Gore alone

Posted: Dec 13, 2003 12:00 AM

WASHINGTON -- Veterans of Al Gore's 2000 campaign see a clear resemblance between his decision-making process in the Howard Dean endorsement and the way he prepared for his first presidential debate with George W. Bush.

In each case, Gore kept his own counsel and did not inform advisers (with the probable exception of his daughter Karenna). Critical 2000 campaign veterans contend that this isolation led to faulty tactics in the debate and to a questionable decision in the recent endorsement.

Gore's seclusion and desire for complete secrecy led to the aspect of Dean's endorsement that produced the most criticism in Democratic Party circles: failure to give advance notice to Sen. Joseph Lieberman, Gore's 2000 running mate, as well as Rep. Richard Gephardt and Sen. John Kerry, both of whom had vigorously supported Gore's contested presidential nomination.


Influential Democrats in Washington and in the South are privately talking about former Sen. Sam Nunn of Georgia as vice presidential nominee in 2004 no matter who is picked for president.

Nunn, who served 24 years in the Senate ending in 1997, is seen by the increasingly small number of white southern Democrats in Congress as a conservative ballast to any national ticket that might coax Southerners back to their ancestral party.

In addition, Nunn is viewed by his supporters as a Democratic version of Dick Cheney. He is an older hand (now 65 years old) with no presidential ambitions who has strong national security credentials (as Senate Armed Services Committee chairman).


Vice President Dick Cheney's choice as his new counselor of Kathleen Shanahan, now leaving her post as Florida Gov. Jeb Bush's chief of staff, "is foundering on a title" (in the words of one Republican insider).
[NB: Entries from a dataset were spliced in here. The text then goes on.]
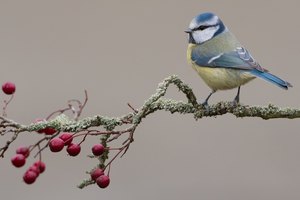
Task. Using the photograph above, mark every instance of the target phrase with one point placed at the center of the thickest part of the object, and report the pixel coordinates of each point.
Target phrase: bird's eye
(201, 28)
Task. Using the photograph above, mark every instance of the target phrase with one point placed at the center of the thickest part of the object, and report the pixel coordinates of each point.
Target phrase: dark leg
(205, 103)
(237, 97)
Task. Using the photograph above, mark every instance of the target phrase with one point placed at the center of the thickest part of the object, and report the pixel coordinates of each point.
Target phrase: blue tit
(220, 59)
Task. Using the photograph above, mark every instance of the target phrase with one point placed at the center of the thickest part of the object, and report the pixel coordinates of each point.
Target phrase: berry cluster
(56, 141)
(33, 171)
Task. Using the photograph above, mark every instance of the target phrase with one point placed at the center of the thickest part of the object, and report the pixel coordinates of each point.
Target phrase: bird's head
(204, 27)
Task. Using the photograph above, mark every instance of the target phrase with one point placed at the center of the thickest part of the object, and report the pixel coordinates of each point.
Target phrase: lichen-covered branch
(85, 127)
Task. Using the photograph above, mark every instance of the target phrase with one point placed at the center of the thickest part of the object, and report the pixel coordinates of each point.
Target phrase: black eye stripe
(203, 27)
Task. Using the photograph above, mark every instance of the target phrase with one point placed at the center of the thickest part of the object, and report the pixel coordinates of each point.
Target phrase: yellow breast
(220, 78)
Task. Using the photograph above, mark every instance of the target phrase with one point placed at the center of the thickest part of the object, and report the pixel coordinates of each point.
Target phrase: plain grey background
(119, 51)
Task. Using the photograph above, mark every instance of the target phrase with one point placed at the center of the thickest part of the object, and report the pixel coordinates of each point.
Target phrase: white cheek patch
(205, 35)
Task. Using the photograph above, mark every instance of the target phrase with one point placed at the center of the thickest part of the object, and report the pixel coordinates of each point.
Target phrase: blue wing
(239, 59)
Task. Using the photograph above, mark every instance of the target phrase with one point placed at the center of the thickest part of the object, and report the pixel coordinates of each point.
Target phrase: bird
(220, 59)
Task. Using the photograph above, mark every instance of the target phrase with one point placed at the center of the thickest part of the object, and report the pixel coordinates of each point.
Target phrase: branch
(82, 127)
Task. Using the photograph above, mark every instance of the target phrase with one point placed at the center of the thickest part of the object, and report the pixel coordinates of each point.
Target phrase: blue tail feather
(271, 78)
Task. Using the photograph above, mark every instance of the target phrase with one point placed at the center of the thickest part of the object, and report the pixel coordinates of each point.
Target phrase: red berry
(56, 144)
(35, 169)
(73, 149)
(29, 177)
(18, 160)
(49, 131)
(37, 121)
(67, 138)
(98, 149)
(103, 181)
(96, 173)
(9, 88)
(23, 150)
(40, 165)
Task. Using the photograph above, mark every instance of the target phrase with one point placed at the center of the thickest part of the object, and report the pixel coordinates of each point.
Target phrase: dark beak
(188, 31)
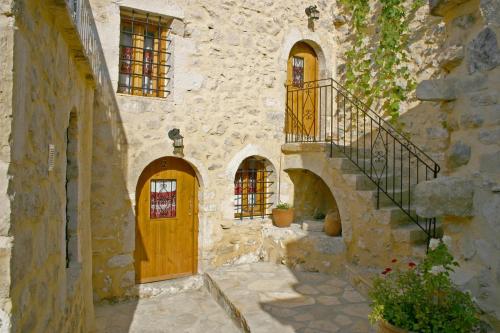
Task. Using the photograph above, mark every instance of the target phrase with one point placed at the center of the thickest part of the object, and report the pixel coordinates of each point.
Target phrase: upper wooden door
(250, 188)
(302, 108)
(167, 225)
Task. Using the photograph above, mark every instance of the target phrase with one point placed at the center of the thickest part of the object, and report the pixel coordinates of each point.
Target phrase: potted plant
(282, 215)
(422, 298)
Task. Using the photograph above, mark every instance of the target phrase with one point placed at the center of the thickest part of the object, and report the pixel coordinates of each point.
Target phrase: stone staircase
(411, 240)
(403, 228)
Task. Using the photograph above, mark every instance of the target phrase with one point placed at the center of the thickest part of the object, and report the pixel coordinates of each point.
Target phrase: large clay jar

Veteran GOP operative Shanahan has demanded that, like departed Cheney aide Mary Matalin, she receive the dual title of special assistant to President Bush. Failure to agree to this has stalled the hiring of Shanahan, who was Cheney's chief of staff during the 2000 campaign.
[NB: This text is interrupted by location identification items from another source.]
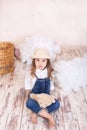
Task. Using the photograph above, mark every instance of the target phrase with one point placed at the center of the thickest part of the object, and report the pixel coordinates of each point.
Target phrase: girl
(40, 80)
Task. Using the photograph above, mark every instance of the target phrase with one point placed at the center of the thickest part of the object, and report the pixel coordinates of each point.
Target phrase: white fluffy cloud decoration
(72, 74)
(30, 44)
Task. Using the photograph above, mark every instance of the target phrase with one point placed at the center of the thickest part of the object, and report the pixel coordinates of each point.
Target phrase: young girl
(39, 80)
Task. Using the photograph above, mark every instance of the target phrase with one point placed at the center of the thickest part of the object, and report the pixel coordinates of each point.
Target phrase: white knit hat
(41, 53)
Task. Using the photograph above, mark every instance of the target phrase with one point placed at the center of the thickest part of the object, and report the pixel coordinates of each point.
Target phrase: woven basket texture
(6, 57)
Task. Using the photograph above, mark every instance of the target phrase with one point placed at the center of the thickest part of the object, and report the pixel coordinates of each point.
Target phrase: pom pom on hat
(41, 53)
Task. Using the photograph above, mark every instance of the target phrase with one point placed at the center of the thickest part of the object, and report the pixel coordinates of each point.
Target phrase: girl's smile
(40, 63)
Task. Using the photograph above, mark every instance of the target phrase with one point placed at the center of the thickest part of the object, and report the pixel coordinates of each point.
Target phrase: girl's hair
(49, 68)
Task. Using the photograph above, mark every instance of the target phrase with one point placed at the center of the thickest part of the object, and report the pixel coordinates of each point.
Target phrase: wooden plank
(69, 115)
(13, 122)
(3, 121)
(81, 108)
(84, 89)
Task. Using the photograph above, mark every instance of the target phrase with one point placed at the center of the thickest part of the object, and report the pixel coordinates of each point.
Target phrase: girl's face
(40, 63)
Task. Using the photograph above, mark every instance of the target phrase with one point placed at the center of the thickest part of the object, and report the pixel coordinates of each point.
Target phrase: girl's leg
(53, 106)
(45, 114)
(33, 118)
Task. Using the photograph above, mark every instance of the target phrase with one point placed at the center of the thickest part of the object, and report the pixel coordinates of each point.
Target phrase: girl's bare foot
(33, 118)
(51, 122)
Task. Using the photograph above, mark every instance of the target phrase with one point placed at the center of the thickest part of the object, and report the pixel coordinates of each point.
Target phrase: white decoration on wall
(30, 44)
(72, 74)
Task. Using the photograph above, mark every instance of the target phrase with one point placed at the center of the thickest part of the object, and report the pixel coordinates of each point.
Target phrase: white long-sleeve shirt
(30, 81)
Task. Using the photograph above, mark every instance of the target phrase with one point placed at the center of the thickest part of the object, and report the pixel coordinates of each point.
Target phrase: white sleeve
(52, 85)
(28, 82)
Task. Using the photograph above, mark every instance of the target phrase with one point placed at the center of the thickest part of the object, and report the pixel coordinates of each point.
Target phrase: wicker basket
(6, 57)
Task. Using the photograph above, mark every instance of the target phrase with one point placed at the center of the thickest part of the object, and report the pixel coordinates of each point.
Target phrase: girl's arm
(27, 92)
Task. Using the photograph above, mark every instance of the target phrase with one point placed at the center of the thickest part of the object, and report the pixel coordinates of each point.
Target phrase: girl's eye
(43, 60)
(37, 60)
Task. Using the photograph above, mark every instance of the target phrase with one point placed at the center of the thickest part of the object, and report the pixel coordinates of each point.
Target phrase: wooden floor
(14, 115)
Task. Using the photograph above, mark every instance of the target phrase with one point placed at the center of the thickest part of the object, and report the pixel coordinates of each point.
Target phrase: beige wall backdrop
(65, 21)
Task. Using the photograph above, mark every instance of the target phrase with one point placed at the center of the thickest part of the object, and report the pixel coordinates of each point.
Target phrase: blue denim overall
(41, 86)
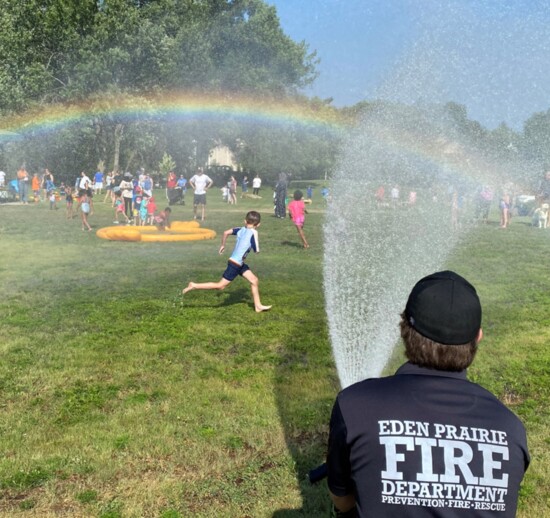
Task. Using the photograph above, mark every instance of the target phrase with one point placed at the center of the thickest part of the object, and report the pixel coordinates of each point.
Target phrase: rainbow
(175, 106)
A footnote: Kevin Kellems has moved from the Pentagon to become the vice president's press secretary, and Brenda Becker is about to leave the Commerce Department to head Cheney's congressional liaison. Shanahan, Kellems and Becker all lack extensive campaign experience, confirming the belief that Cheney is not looking ahead to a 2008 presidential run.


David Beasley, who appeared dead in Republican politics after his defeat for re-election as governor of South Carolina in 1998, has a chance to make a successful comeback in the 2004 election for the U.S. Senate seat relinquished by Democrat Ernest F. Hollings.
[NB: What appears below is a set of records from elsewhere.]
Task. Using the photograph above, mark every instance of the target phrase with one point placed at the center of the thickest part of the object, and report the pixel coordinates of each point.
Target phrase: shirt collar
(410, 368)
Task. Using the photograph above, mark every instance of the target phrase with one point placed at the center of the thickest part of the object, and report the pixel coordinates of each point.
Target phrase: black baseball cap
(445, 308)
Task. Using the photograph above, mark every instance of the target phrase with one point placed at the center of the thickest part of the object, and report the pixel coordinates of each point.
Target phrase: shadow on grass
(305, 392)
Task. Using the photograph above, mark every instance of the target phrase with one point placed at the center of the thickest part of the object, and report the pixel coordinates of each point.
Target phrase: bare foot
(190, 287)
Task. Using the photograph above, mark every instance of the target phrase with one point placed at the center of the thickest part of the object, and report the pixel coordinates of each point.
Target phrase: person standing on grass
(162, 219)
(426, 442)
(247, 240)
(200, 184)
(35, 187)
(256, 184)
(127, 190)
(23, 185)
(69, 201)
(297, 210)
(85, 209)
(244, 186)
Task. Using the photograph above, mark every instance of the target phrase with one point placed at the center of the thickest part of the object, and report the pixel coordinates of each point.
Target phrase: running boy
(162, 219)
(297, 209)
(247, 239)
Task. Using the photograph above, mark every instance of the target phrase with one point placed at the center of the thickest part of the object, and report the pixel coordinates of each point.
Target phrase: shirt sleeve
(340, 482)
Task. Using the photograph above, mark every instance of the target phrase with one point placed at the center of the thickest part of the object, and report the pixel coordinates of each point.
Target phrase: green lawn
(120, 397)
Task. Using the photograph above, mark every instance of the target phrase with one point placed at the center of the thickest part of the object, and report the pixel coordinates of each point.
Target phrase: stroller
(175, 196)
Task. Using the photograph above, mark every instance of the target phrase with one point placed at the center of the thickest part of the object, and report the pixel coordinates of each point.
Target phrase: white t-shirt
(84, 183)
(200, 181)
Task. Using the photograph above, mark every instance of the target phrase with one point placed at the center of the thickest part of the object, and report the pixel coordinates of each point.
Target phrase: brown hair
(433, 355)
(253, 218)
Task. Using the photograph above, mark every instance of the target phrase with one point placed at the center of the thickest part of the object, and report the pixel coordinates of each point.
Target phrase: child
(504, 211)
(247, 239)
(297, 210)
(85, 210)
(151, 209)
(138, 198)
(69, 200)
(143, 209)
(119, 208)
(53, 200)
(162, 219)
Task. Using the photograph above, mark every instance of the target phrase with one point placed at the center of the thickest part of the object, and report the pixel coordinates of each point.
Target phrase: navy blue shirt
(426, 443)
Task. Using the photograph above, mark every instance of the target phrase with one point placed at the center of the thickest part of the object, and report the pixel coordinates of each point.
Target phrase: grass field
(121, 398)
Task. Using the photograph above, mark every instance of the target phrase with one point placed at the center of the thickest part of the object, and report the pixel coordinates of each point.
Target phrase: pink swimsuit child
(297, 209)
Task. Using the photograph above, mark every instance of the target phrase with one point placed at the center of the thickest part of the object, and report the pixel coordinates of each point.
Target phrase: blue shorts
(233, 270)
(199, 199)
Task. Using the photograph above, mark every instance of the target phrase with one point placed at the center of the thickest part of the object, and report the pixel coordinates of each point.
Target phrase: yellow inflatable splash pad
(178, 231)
Rep. Jim DeMint is no longer the White House-anointed candidate, especially after his vote against the Medicare-prescription drugs bill pushed by President Bush. He now faces a tough Republican primary against not only former State Attorney General Charles Condon but Beasley as well.

Beasley got himself in trouble in 1996 by opposing gambling interests and trying to take down the Confederate flag from the state capitol dome. His standing among South Carolina Republicans was not helped when he won the Kennedy family's "Profile in Courage" award. Nevertheless, he starts ahead of both DeMint and Condon in statewide name identification.


The conviction of Republican Rep. William Janklow for manslaughter could have the effect of easing re-election difficulties in South Dakota for Senate Democratic Leader Thomas Daschle.

A reluctant former Rep. John Thune has been pressed by national Republican leaders to run against Daschle, and he had seemed to be coming closer to that decision. However, he may now run for the empty House seat in a special election after Janklow's resignation from Congress Jan. 20.

Stephanie Herseth, who nearly defeated the heavily favored Janklow in 2002, definitely will run in the special election. It may take Thune to defeat Herseth and keep the seat Republican.